Симоненко опустил голову красноармейца на землю. Зуссерман и я топтались рядом, переглядывались.
- Есть дайте. Эх, не проглочу, зубы гады выбили. Расскажите, ребята, как Серега Никодимов в плену у немцев был...
Он говорил и прерывал сам себя. Рассказ временами переходил в бред. Но все-таки мы из несвязных слов его поняли, что группу пленных, в которой был он, вели дня четыре и не кормили. Конвойный ефрейтор бил чем попало, а недавно застрелил по очереди двоих: они отставали. Тогда Никодимов разбил ефрейтору камнем голову.
- Я его свалил и рвал, зубами рвал. А меня ногами и прикладом били, у меня того гада отняли... живой я еще, а, братишки?.. Почему, для чего живой?
Потом, в полубреду, он сел, опершись руками на землю. Он ругал нас, и себя, и всех, кто попал в плен; нас он, конечно, принимал за пленных. Вдруг он стал кататься по земле; кровь хлынула у него из горла. Когда он затих, мы поняли: все кончилось.
Надо было его похоронить. Но нечем выкопать могилу. Мы хотели узнать подробности; куда потом написать, где семья? Но ничего на нем не нашли.
Мы сняли пилотки, постояли с минуту. Я посмотрел на Зуссермана. По лицу его катились слезы. Заметив мой взгляд, Яков закрыл лицо руками и побежал, ломая кусты, в сторону. Минут через двадцать он нас нагнал. У него судорожно дрожала щека. Стараясь быть спокойным, он сказал:
- Разволновался я, ребята.
*
Районы, которыми мы тогда проходили, не были еще всерьез задеты войной.
Боев тут не происходило.
Фронт откатился километров за полтораста, немецкие гарнизоны только устраивались, гестаповцы и другие каратели не подоспели.
Однажды нас подсадил на подводу старик-колхозник. У него было удивительно мирное настроение.
- Видите, ветряк крутит крылами. Еду к нему за мукой. Разве я когда-нибудь думал при нимцях зерно молоть? А нимцив-то всего три на целый район. У нас як был до войны колгосп "Червоный прапор", так и тепер. И голова тот, и счетовод тот самый... Вот пшеница стоит не кошена, осыпается хлеб. Едемте, товарищи, будем работать. У нас и молодицы гарни, у нас и бабы славни... Работников дуже мало.
Стали мы расспрашивать старика, откуда он, такой добродушный, и чего это ему немцы больно нравятся? А он рассуждает так: что же делать, если не удержались, сдали немцам Украину, и Москву, и Ленинград - надо применяться, мол, к обстоятельствам.
- А нимцив тих я и не бачив. Яки таки нимцы?
- А откуда ж вы, папаша, знаете, что Москва взята?
- Староста сказал.
- А вы ему и верите?
- Да кому ж верить?
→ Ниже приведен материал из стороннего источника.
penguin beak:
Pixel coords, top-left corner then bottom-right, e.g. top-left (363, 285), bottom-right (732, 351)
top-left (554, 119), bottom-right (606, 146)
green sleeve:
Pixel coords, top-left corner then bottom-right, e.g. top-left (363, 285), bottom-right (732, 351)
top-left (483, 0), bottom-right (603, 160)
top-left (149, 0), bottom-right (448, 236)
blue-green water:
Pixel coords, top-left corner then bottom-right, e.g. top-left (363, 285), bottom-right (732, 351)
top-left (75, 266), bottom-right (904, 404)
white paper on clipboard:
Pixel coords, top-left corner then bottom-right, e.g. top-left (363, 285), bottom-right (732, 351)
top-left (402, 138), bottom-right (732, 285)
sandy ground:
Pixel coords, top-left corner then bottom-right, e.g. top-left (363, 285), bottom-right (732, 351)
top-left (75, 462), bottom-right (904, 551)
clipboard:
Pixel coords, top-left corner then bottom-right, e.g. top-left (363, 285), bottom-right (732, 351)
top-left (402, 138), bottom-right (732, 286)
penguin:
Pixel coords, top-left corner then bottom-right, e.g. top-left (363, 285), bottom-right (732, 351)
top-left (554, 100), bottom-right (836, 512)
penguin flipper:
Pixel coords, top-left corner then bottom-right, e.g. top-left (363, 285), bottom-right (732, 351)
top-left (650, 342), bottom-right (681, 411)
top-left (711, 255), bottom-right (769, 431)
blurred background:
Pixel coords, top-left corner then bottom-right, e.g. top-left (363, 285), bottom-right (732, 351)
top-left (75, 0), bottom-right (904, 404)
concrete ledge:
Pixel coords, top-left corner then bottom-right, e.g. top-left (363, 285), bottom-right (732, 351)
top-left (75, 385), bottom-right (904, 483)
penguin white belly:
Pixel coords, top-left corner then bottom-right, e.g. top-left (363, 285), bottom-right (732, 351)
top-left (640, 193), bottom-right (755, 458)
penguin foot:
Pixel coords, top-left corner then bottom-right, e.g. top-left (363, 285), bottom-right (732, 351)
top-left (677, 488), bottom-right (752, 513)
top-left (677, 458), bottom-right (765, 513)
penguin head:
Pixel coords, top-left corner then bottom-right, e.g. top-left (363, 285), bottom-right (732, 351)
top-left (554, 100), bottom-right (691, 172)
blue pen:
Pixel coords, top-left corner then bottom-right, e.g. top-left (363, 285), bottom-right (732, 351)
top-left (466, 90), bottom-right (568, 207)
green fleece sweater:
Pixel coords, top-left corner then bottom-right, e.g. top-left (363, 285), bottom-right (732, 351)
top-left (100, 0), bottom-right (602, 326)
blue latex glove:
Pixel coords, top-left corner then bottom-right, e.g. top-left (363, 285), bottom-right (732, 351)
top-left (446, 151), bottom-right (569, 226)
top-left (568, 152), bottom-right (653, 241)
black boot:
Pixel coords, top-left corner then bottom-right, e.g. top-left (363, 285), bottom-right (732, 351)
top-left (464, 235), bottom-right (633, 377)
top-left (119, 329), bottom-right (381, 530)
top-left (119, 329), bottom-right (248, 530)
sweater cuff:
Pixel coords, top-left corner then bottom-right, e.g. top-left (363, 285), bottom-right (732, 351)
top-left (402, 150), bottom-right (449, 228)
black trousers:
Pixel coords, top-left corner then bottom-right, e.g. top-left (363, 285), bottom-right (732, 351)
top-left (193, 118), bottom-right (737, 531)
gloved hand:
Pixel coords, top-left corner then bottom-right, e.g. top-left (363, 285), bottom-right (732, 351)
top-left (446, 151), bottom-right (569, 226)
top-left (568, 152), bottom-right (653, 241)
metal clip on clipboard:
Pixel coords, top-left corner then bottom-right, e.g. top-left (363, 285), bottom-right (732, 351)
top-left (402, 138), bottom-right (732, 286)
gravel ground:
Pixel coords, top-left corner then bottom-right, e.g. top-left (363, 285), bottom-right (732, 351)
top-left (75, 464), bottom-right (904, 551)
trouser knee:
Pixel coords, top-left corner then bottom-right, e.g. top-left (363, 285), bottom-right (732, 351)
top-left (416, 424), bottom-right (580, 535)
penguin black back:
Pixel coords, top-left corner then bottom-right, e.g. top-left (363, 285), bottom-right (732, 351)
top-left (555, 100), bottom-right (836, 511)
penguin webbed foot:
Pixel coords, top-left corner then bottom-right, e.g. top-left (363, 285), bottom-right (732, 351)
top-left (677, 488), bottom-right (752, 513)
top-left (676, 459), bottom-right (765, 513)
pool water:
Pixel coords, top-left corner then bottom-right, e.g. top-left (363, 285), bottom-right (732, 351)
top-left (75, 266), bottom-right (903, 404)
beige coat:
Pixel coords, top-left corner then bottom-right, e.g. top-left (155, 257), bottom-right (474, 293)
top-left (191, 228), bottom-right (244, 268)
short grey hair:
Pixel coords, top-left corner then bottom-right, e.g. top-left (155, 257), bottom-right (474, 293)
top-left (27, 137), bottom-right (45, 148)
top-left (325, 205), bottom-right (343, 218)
Раньше газеты приходили, радио было. Тепер що староста каже, то, значит, и правда.
Так мы и не поняли толком, хитрит ли старик, притворяется ли придурковатым, или в самом деле его распропагандировали немецкие ставленники.
Когда же выяснилось, что старик из села Озеряне, Варвинского района, Черниговской области, меня как током ударило.
- Так что ж, выходит, мы уже на Черниговщине?